Pengamat media digital Banyu Kresnadi, M.Sc. menyoroti fenomena meningkatnya kanal YouTube dan media alternatif yang gencar menyerang Presiden Jokowi. Menurutnya, pola ini bukan lagi murni kritik politik, melainkan sudah bergeser menjadi strategi bisnis berbasis algoritma.

“Sekarang banyak kanal yang hidup dari menjual sentimen anti-Jokowi. Semakin keras serangannya, semakin tinggi penontonnya, dan semakin besar pendapatan iklannya.

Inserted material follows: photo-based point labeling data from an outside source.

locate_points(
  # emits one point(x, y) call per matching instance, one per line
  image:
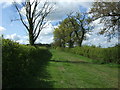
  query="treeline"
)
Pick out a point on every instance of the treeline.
point(71, 31)
point(99, 55)
point(22, 65)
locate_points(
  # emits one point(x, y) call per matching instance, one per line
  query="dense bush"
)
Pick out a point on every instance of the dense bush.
point(99, 55)
point(22, 64)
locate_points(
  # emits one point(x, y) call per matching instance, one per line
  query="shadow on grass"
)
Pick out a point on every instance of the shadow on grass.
point(76, 62)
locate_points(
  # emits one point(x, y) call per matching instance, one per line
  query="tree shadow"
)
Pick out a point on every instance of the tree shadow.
point(75, 62)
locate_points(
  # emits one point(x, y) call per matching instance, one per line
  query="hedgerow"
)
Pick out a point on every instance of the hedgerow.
point(99, 55)
point(21, 64)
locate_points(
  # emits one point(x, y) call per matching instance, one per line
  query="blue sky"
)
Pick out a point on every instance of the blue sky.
point(16, 31)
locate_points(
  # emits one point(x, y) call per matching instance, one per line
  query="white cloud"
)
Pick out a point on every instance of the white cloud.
point(17, 38)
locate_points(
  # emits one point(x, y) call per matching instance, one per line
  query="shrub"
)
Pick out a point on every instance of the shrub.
point(99, 55)
point(22, 63)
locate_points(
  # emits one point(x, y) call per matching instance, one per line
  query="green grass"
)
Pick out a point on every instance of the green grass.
point(80, 75)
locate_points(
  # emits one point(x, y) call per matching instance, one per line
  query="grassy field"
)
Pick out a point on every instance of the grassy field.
point(68, 70)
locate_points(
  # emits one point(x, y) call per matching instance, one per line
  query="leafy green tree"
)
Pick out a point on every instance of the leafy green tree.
point(72, 30)
point(83, 22)
point(35, 17)
point(109, 14)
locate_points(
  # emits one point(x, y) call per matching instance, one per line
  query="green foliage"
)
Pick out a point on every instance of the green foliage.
point(72, 30)
point(99, 55)
point(22, 64)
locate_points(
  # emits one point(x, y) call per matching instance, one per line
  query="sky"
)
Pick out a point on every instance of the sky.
point(15, 30)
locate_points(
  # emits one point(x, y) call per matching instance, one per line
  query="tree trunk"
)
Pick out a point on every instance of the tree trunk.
point(31, 39)
point(82, 37)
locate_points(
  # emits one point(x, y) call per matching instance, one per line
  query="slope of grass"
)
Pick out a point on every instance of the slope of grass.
point(80, 75)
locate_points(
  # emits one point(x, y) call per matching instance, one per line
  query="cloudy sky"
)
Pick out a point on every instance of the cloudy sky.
point(16, 31)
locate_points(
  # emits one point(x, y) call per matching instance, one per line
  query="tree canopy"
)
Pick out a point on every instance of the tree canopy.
point(109, 14)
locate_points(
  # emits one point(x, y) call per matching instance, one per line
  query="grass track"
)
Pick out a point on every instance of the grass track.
point(80, 75)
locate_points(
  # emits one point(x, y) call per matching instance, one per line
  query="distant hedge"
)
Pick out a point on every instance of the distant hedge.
point(21, 64)
point(99, 55)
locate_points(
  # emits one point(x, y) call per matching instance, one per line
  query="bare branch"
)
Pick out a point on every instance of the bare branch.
point(20, 16)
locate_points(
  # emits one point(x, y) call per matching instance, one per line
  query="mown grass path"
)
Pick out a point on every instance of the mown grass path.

Jadi, kebencian diubah jadi monetisasi,” jelas Banyu di Jakarta.

Ia menilai bahwa algoritma media sosial bekerja dengan logika emosi, bukan rasionalitas. Konten yang memancing kemarahan, kecurigaan, dan provokasi justru paling sering direkomendasikan ke pengguna.
“Yang dicari bukan kebenaran, tapi keterlibatan. Maka muncul ironi: mereka yang paling keras menghina Jokowi, justru paling dihidupi oleh popularitas nama Jokowi,” tambahnya.

Banyu menyebut fenomena ini sebagai bentuk ekonomi kebencian sebuah industri baru yang mengubah politik menjadi tontonan, dan opini publik menjadi komoditas.
“Konten anti-Jokowi bukan lagi ekspresi idealisme, melainkan komoditas digital. Nama Jokowi dijual di pasar algoritma  dan yang membeli adalah emosi masyarakat,” pungkasnya.